The project provides a valuable contribution by consolidating scattered recipe information into a structured, interactive platform. The analysis components, such as ingredient frequency and recipe coverage, offer players data-driven perspectives on gameplay strategy, while the modular data structure establishes a foundation for future research on cross-recipe patterns and gameplay optimization.

Looking ahead, future work will focus on expanding both the accessibility and analytical sophistication of the platform. One direction could be the implementation of multilingual support, including cross-language data scraping and the development of a standardized translation dictionary, to better accommodate the global Stardew Valley player community. Although this direction was outlined in the original project proposal, only the English dataset was fully implemented in the current phase due to time constraints and the substantial complexity associated with cross-language data integration. Methodologically, advancing this component will require designing language-specific parsing rules and developing robust alignment strategies capable of reconciling structural and semantic differences across wikis.

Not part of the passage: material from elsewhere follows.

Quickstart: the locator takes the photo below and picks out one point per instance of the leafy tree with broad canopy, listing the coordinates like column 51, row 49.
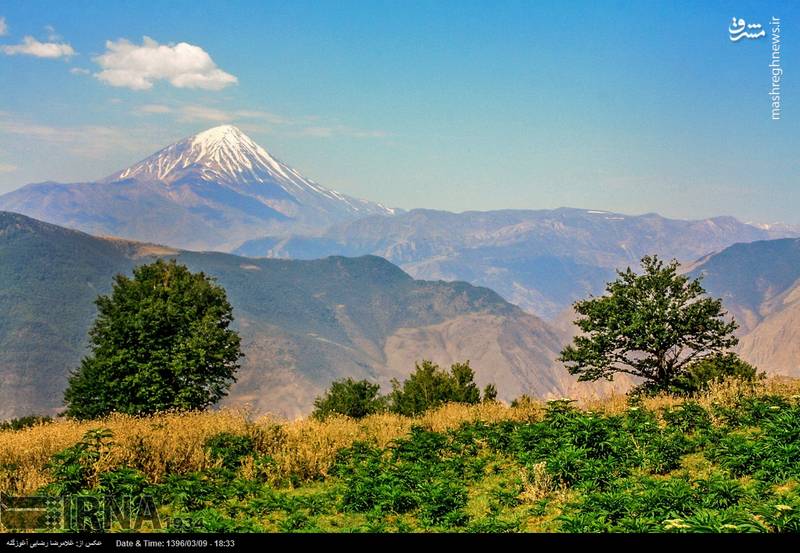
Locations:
column 654, row 325
column 161, row 341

In addition to multilingual functionality, the platform could be strengthened by incorporating more advanced analytical modules, such as quantitative buff-efficiency metrics and seasonal ingredient availability modeling. These extensions would deepen the system’s capacity for strategic evaluation, offering users more nuanced insights into recipe optimization and resource planning.

Reproducibility Notes

Step 1: Make sure you have all the required packages installed: bslib, dplyr, DT, ggplot2, purrr, rvest, shiny, and stringr.

Step 2: Run sraping_with_images.R if www and data folders are missing.

Step 3: Run crops_info_scraper.R if data/ingredient_tables is missing.

Step 4: Run our Shiny Application (shiny_app_final.R) and play around with it!

Note: Everything is fully reproducible assuming wiki structure remains unchanged.